Nunca hace bocetos, jamás planea sus cuadros, trabaja directamente con las manos, despojado del apoyo de pinceles. Sobre las transparencias o densidades así creadas, Sergio Hernández esgrafía con delicado equilibrio para crear esos mundos que, si bien anclan orígenes en su Oaxaca natal, rebasan las influencias esperadas de Toledo o Tamayo, para proponer un lenguaje propio.

- “Para mí la pintura es esta identidad del lugar de donde vengo, pero es también esta otra cultura de la pintura, la de querer ir más lejos, encontrar creaciones en otras partes... La única manera de ser un pintor sólido consiste en aceptar la influencia de esta cultura, en defender esta identidad con imágenes”, dice el pintor.
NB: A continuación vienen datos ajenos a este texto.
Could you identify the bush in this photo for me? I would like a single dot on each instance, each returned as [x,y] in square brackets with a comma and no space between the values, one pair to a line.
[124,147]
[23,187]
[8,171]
- Las 85 obras ahí reunidas –pintura y cerámica– dan cuenta cabal del recorrido del artista, de su búsqueda incesante que lo lleva siempre por vertientes distintas, evadiendo cualquier asomo de reiteración.

- La selección de la muestra retrospectiva, en manos de Miguel Cervantes, también pintor e infatigable promotor de las artes plásticas, es depurada. Cabe destacar que más de la mitad de las obras nunca se habían expuesto en México, ya que gran parte pertenece a coleccionistas.